Human life is dependant on the renewable resources of nature, soil, water, forests and the resources found in rivers and oceans. Today these resources face many threats due to pollution, mismanagement and exploitation. One of these threatened resources is the world's ocean fisheries. With rising populations, increasing consumption of fish and expanding markets have made the fisheries a target for ever-growing numbers of nations. New technologies that allow the fish to be vacuumed out of the sea have brought hundreds of fish species close to exhaustion. As the fish stocks around the world continue to decline, competition and conflict increase. .
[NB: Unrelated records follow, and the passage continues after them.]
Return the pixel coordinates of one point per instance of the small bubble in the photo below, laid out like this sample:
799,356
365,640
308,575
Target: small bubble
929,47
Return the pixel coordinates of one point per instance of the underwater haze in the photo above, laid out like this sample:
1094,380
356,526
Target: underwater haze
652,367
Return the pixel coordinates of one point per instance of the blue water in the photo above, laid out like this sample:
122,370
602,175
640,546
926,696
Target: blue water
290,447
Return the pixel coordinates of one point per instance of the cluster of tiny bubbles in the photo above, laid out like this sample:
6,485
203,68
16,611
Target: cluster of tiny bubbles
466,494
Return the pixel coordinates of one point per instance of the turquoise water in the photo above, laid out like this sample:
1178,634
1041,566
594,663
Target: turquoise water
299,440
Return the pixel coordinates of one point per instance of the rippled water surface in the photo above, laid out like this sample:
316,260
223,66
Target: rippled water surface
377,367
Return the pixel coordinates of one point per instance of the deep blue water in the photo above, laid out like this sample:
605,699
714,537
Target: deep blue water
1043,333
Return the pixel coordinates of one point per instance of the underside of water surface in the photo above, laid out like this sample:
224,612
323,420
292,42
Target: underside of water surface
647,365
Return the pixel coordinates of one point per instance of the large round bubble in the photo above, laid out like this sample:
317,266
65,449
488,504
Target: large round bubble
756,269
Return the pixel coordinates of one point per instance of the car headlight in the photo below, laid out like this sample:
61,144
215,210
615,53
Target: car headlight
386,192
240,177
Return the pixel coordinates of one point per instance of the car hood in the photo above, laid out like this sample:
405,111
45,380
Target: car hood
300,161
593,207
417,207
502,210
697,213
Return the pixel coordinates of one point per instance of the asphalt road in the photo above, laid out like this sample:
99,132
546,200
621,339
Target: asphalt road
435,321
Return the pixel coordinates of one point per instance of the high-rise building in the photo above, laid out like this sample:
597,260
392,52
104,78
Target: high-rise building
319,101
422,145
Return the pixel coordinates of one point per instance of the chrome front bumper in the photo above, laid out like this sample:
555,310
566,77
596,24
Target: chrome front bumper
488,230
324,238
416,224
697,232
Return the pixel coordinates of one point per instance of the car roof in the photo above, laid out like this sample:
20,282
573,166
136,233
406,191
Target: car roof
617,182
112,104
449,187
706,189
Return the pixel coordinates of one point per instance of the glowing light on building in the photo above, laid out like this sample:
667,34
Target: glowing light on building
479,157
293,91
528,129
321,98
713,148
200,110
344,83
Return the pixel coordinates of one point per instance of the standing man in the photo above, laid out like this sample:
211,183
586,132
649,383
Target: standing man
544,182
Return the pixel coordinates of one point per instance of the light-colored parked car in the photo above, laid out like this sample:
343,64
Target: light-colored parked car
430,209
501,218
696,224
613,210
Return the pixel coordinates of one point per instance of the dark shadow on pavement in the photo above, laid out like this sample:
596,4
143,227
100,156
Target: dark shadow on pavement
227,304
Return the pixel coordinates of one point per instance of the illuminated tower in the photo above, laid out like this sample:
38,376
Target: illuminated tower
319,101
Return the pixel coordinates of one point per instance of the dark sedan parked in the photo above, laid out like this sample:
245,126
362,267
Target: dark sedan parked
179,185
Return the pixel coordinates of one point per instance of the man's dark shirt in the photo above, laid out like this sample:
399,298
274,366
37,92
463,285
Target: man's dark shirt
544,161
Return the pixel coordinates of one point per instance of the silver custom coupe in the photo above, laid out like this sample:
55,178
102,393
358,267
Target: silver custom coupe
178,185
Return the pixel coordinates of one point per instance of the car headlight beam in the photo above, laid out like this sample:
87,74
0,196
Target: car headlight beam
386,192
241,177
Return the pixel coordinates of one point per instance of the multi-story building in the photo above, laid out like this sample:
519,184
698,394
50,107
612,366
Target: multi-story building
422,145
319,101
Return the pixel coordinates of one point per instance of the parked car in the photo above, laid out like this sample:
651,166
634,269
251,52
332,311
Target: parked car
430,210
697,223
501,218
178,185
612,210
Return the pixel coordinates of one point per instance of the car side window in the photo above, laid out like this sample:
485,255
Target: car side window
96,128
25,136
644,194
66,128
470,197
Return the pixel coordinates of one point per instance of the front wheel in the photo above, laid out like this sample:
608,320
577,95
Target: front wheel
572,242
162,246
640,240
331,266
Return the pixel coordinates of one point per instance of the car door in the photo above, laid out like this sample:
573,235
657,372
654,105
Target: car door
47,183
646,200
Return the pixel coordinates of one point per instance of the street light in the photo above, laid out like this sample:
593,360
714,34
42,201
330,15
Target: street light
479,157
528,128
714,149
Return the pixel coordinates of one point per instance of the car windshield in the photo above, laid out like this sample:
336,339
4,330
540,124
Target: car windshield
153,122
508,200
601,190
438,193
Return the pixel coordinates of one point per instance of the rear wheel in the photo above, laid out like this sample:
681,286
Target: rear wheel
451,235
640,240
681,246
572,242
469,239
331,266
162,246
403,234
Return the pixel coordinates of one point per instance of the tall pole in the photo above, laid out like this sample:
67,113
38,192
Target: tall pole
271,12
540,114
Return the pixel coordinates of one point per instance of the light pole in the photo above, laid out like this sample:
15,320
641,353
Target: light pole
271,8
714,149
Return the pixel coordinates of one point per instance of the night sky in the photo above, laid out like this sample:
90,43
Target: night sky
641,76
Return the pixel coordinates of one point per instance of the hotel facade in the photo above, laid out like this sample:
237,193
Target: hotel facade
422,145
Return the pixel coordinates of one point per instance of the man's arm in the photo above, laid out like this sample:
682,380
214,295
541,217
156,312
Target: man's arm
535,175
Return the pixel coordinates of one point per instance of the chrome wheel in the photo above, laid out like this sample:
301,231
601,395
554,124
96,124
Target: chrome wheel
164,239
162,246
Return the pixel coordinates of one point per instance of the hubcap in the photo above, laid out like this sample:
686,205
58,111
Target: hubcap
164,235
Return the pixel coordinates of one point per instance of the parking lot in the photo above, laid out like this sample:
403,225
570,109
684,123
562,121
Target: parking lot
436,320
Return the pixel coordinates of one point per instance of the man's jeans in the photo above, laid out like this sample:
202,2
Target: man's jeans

For the past 500 years, the seas off Atlantic Canada have supported one of the world's richest commercial fisheries. It all started in 1497 when an explorer from England, John Cabot found his ship literally trapped in an aggregation of fish. Off-shore he found a sea, "swarming with fish - which can only be taken not only with nets, but in baskets led down with a stone."(LeBlanc 1999). He was eventually followed to the "Grand Banks" by other fisherman from Europe, and so began the unique settlement of Newfoundland.
Nature has given Atlantic Canada a vast continental shelf that provides an excellent physical environment for fishing. The warm ocean currents from the Gulf of Mexico and the cold Labrador Current create ideal conditions for fish reproduction and growth. The continental shelf extends almost 400 km offshore (Bone 2002). Where the continental shelf is raised, places which are called banks, the water is relatively low. The Grand Banks of Newfoundland is one of the largest banks near Nova Scotia. .
Atlantic Canada has become heavily dependant on Ottawa after the cod moratorium in 1992. Ottawa sends money to the region through cash subsidies, which is extremely important particularly to those engaged in seasonal industries, such as self-employed fishers and those employed in the fish plants and logging operations.